Overview
In Kerio Control, you can choose to synchronize the appliance time to NTP servers. The NTP client in Kerio Control will query the NTP server every 12 hours, and comply with the below logic:
- Sync frequency: if time was successfully synchronized, a new sync will be started after 12 hours
- Failed sync: if the sync failed, it will be retried after 1 hour
- Sync timeout: if the call to the NTP server takes more than 1 minute, Kerio Control will treat that as a failed sync attempt, and retrigger after 1 hour
In some isolated situations, you may need to query the NTP servers more frequently than the 12-hour hardcoded frequency.
Solution
There is no option in the web admin GUI or winroute.cfg to control the frequency or timeout. Therefore, when you need to adjust these, you can create a cronjob that will force the NTP sync per your requirement. Follow the below steps to do so
- Log in to Kerio Control using SSH.
- Execute the following command to switch the disk to read-write mode:
-
mount -o rw,remount /
-
- Use
nano
command to create a cronjob file:
nano /etc/cron.d/ntpsync
- You can use 2 different commands for the same purpose, so please choose one depending on the restrictions that you may have (both of them work in the exact same way)
-
rdate command: uses the RFC 868 TCP protocol by default, and it is considered an older method of time syncing. If you want to use rdate, use the below to create a cronjob that runs every 4 hours against specific time servers (like time.nist.gov)

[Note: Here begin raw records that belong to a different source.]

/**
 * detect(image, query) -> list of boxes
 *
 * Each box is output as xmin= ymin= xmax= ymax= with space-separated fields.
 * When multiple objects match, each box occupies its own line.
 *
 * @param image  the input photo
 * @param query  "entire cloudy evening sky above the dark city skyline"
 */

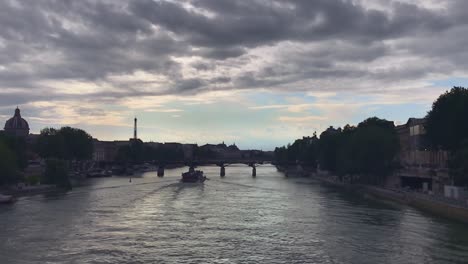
xmin=0 ymin=0 xmax=468 ymax=150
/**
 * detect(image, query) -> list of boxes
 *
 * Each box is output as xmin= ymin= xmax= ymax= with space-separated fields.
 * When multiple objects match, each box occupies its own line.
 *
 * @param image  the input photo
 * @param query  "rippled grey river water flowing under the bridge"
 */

SHELL=/bin/sh PATH=/usr/local/sbin:/usr/local/bin:/usr/sbin:/usr/bin:/sbin:/bin MAILTO="" 0 */4 * * * root rdate -s time.nist.gov
-
ntpclient command: uses the Network Time Protocol (NTP) which operates on UDP port 123, can check multiple remote peers and is considered more modern and recommended for this task. If you want to use ntpclient, use the below to create a cronjob that runs every 4 hours against specified NTP servers:
SHELL=/bin/sh
PATH=/usr/local/sbin:/usr/local/bin:/usr/sbin:/usr/bin:/sbin:/bin:/etc
MAILTO=""
0 */4 * * * root ntpclient -s -h pool.ntp.org
-
rdate command: uses the RFC 868 TCP protocol by default, and it is considered an older method of time syncing. If you want to use rdate, use the below to create a cronjob that runs every 4 hours against specific time servers (like time.nist.gov)
- Save the file by pressing CTRL + W and reboot Control.
/etc/boxinit.d/60winroute restart
Summary
Time synchronization issues can be resolved by setting up a cronjob to automatically sync the time with a reliable server. This can be done by logging into Kerio Control using SSH, switching the disk to read-write mode, creating a cronjob file, and rebooting Control.
FAQ
-
What does the `/4` in the cronjob mean?
The `/4` in the cronjob means the command will run every 4 hours. -
What does the command `mount -o rw,remount /` do?
This command switches the disk to read-write mode, allowing you to make changes. -
What is the difference between rdate and ntpclient?
rdate: Simple one-time time retrieval, basic accuracy, not suitable for high-precision needs. (Think of it as checking your watch with a single clock occasionally.)
ntpclient: Continuous synchronization with multiple servers, highly accurate and reliable for critical systems. (Think of it as constantly adjusting your watch based on multiple, precise time sources.)